Excerpt from Star Wars on Trial
"How often, anymore, do you see tales that portray society itself functioning, perhaps helping the protagonist, or suggesting solutions that arise from collaborative effort? Maybe even offering hope that hard work and goodwill might bring better days? Do cops ever come when called? Do institutions ever deliver or perform, even partially, in ways that help a little? Are the hero’s neighbors ever anything other than hapless sheep? Does scientific advancement ever – ever – come to the rescue, anymore, instead of simply causing more problems and provoking lectures about how “mankind shouldn’t meddle” in things we do not understand? Do big projects, or ambitious undertakings, or team efforts ever hold a candle to the boldness of the single, archetype hero, sticking it to every authority figure in sight?
"Are we being taught, gradually but inexorably, to turn away from the whole modernist agenda?

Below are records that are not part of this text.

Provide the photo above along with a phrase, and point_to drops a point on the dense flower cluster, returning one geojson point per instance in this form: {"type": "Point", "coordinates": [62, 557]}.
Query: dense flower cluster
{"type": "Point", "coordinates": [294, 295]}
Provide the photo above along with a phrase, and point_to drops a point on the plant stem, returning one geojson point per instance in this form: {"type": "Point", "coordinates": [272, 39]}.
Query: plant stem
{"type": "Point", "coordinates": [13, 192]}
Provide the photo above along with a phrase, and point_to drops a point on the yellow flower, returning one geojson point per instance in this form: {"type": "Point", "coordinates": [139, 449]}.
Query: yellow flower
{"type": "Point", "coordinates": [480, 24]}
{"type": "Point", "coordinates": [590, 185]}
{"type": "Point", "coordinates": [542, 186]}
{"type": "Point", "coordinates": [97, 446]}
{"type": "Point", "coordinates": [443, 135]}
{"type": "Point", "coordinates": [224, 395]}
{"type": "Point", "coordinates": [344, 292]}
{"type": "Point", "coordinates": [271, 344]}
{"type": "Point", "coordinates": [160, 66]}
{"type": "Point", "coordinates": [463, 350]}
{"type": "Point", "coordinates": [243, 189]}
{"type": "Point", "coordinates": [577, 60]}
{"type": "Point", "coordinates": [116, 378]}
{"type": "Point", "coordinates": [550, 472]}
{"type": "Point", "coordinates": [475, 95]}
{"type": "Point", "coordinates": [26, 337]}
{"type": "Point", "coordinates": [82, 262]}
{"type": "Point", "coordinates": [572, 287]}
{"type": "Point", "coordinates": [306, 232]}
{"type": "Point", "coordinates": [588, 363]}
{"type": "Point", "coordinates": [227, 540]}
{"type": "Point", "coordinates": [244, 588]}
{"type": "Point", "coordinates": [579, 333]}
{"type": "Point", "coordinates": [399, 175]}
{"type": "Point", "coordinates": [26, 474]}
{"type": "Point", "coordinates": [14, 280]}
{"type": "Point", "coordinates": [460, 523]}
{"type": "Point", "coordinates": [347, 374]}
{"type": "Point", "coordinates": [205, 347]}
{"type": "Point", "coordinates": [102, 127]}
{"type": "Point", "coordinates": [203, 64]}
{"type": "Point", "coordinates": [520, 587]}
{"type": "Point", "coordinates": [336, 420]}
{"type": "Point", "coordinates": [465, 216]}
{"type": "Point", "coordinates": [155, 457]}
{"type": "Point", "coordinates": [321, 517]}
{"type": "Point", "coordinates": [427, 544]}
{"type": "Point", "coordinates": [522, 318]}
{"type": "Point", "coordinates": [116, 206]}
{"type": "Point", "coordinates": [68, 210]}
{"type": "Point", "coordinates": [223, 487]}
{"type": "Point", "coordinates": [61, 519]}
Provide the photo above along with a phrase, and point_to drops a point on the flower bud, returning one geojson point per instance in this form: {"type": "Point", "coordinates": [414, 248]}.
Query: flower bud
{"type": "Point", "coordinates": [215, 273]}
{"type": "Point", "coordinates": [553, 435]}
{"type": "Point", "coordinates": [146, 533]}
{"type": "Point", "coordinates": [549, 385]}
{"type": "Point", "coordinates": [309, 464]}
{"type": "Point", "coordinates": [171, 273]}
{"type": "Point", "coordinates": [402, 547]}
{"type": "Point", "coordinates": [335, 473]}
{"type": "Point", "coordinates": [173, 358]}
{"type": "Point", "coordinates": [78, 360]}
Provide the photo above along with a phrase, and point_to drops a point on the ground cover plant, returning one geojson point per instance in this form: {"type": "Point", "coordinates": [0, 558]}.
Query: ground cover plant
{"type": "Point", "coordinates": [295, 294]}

The concept that science, society, citizenship and faith are things that go well together, contributing to the good of everybody? Or that it was once a good idea – to replace arbitrary leader-worship with democratic institutions that we can all hope to share? What about the notion that any of us regular people – not just the mutant chosen ones – can be the hero, if we’re ever called upon."
- David Brin
Star Wars on Trial
Think about it. I certainly did - in fact, I wrote a ridiculously long response to it which I had intended to include in this post, but I decided not to put it up since I'm pretty sure no one would want to read all the way through it. Plus, I'm sure you're all capable of thinking about the idea yourselves, so do it. Where's he right? Where's he wrong? It's ok if you don't care, I guess - but critical thought never hurt anyone. (hahahaa)
This is from a book I'm reading in which various sci-fi and fantasy authors debate certain aspects of the Star Wars universe in a mock trial (examples of charges brought against the series: "Women in Star Wars are portrayed as fundamentally weak" and "The politics of Star Wars are anti-democratic and elitist." Nerdy? Yes. A waste of time? Never. Sure, I'm reading a 384 page book on Star Wars when I could be working, or reading classical literature or something - but this is film criticism done in an interesting way. Thinking a little harder about the messages that are actually being conveyed in films can't possibly be a bad idea, particularly for those of us that are interested in creating films and games someday. (NOTE: This should DEFINITELY be applied to gaming as well. Maybe the debate is taking place on a super small scale.. but it really needs to be considered more in-depth - particularly since games involve our own participation, and as such probably convey messages to us a lot clearer than we realize.)
Anyway, Birn goes on to point out that, yes, indeed, those stories are told on occasion (he uses all of Spielberg’s work as an example) but argues that nearly all popular films nowadays do this – the Star Wars series being the main example. Again, think about it. It's fun.